I saw the following question from M. Artin's book, Algebra.
I simply need to show the the functions $\cos x$, $\sin x$ and $e^x$ are independent. I have no idea how to show their independence.
Any help is appreciated but hints are appreciated more than the answer itself. If only the method of proving that the three scalars will identically equal to $0$ is mentioned, I'll be grateful.
Functions are dependent if they are linear combinations of each other, i.e. if there exists some $\alpha, \beta,\gamma$ such that the function $f=\alpha \cos + \beta\sin + \gamma \exp$ is zero.
But what does it mean for $f$ to be "zero"? What is the zero vector in the space of all functions?
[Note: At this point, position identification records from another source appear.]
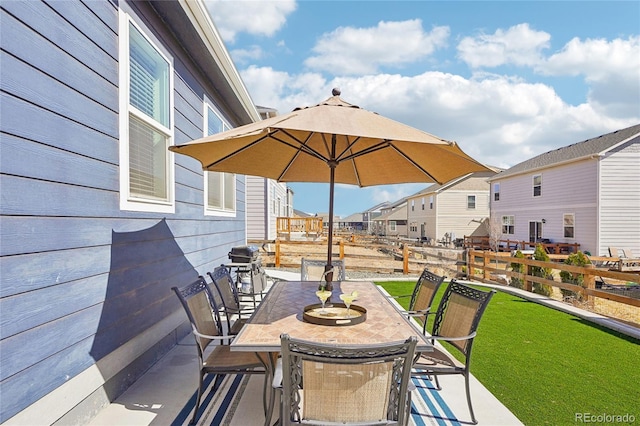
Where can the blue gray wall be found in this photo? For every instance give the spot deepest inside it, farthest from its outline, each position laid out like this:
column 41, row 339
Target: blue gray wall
column 79, row 277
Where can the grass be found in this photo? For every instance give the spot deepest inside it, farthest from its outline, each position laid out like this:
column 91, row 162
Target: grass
column 546, row 366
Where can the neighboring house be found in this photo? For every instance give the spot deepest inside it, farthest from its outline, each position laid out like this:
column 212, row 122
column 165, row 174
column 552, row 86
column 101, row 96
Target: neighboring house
column 451, row 210
column 267, row 200
column 370, row 214
column 353, row 222
column 98, row 219
column 393, row 220
column 586, row 193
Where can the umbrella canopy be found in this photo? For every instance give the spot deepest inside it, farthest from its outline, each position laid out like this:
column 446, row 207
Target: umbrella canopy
column 334, row 142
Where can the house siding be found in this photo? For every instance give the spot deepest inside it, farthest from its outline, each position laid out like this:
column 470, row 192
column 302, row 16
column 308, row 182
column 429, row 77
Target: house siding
column 619, row 201
column 450, row 214
column 566, row 189
column 82, row 279
column 257, row 208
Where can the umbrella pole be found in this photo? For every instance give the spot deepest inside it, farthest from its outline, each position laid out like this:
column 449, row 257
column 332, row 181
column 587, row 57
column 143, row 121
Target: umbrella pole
column 332, row 171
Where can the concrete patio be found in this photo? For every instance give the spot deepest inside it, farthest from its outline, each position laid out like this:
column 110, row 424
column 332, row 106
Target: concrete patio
column 159, row 397
column 163, row 392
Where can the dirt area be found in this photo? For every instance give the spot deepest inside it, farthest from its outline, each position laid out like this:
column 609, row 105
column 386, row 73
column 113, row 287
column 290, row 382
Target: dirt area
column 362, row 260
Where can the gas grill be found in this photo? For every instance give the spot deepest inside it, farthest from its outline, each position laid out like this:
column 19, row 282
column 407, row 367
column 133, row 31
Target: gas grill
column 244, row 254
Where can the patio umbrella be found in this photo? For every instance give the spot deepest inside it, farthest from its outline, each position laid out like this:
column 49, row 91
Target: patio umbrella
column 335, row 142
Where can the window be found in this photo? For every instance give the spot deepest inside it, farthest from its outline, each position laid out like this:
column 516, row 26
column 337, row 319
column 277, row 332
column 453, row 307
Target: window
column 471, row 201
column 508, row 225
column 220, row 188
column 537, row 185
column 146, row 127
column 568, row 225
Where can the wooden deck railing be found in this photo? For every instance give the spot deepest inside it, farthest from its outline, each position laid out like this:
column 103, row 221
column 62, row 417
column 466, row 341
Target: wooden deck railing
column 309, row 226
column 484, row 243
column 481, row 265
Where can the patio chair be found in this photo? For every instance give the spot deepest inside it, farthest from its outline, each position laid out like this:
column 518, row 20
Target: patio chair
column 199, row 304
column 257, row 285
column 226, row 297
column 422, row 297
column 456, row 321
column 328, row 384
column 313, row 270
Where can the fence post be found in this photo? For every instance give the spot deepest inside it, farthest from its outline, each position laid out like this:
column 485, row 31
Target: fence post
column 485, row 261
column 589, row 282
column 405, row 259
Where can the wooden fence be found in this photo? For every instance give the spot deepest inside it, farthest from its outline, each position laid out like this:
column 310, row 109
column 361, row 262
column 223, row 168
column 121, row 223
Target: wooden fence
column 482, row 264
column 484, row 243
column 306, row 226
column 485, row 266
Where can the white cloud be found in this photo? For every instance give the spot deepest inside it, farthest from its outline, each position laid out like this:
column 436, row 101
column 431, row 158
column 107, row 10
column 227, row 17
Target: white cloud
column 349, row 50
column 243, row 56
column 496, row 119
column 611, row 68
column 519, row 45
column 265, row 17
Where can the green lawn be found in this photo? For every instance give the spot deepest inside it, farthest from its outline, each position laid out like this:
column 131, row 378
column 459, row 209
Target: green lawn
column 546, row 365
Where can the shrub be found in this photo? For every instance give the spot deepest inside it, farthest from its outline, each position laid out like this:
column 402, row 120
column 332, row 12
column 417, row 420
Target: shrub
column 538, row 271
column 577, row 259
column 517, row 267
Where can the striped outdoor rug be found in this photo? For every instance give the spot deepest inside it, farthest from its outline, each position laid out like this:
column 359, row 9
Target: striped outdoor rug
column 221, row 407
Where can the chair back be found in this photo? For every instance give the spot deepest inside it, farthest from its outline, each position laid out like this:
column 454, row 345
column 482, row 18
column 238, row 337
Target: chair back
column 423, row 294
column 348, row 384
column 226, row 288
column 198, row 302
column 258, row 279
column 313, row 270
column 459, row 314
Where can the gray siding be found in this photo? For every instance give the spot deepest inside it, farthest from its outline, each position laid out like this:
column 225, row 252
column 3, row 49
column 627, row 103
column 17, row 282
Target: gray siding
column 81, row 278
column 257, row 208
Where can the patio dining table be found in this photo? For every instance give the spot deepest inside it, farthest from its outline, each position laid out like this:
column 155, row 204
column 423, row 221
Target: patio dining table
column 282, row 311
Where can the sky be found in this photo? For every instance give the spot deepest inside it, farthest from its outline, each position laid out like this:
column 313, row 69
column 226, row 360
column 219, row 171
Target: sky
column 506, row 80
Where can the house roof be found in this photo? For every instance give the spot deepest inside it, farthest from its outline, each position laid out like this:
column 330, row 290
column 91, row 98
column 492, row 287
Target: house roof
column 439, row 188
column 584, row 149
column 193, row 28
column 356, row 217
column 399, row 213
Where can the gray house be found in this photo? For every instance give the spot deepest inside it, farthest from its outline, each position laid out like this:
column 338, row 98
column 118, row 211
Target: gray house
column 98, row 219
column 451, row 210
column 586, row 193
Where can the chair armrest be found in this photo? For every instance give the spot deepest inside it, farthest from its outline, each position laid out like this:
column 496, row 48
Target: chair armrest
column 277, row 375
column 206, row 336
column 400, row 296
column 419, row 313
column 451, row 339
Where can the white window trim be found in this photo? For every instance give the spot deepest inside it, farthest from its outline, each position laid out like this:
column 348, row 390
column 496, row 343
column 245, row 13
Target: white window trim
column 128, row 202
column 211, row 211
column 573, row 215
column 475, row 202
column 533, row 186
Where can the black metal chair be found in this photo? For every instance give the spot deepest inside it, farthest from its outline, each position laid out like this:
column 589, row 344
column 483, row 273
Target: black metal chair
column 348, row 385
column 217, row 359
column 422, row 297
column 313, row 270
column 456, row 321
column 228, row 299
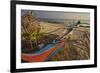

Well, you probably know that that's the function that maps **all ** values of $x$ to $0$.
So, you now need to find $\alpha, \beta, \gamma$ such that $\alpha\cos x + \beta\sin x + \gamma e^x$ is true for all real values $x$!
From the definition for linear independence you should show that if $a,b,c\in\mathbb R$ and $a\cos x+b\sin x+c e^x\equiv 0$ then $a=b=c=0$.
Because the equality should be satisfied for all $x\in \mathbb R$, then choose for example $x=0$, $x=\pi/2$, $x=\pi$. Then look at the determinant of the corresponding homogeneous linear system for the coefficients $a,b,c$
You need to show that if the function $f(x) = \alpha \cos\,x + \beta \sin\,x + \gamma \exp\,x$ is $0$ for all $x$ then $\alpha = \beta = \gamma = 0$. To see that $\gamma = 0$, note that $\exp\,x$ is unbounded as $x$ tends to infinity while $\sin\,x$ and $\cos\,x$ are bounded. Given $\gamma = 0$, to see that $\alpha = \beta = 0$, note $f(0) = \beta$ while $f(\pi/2) = \alpha$.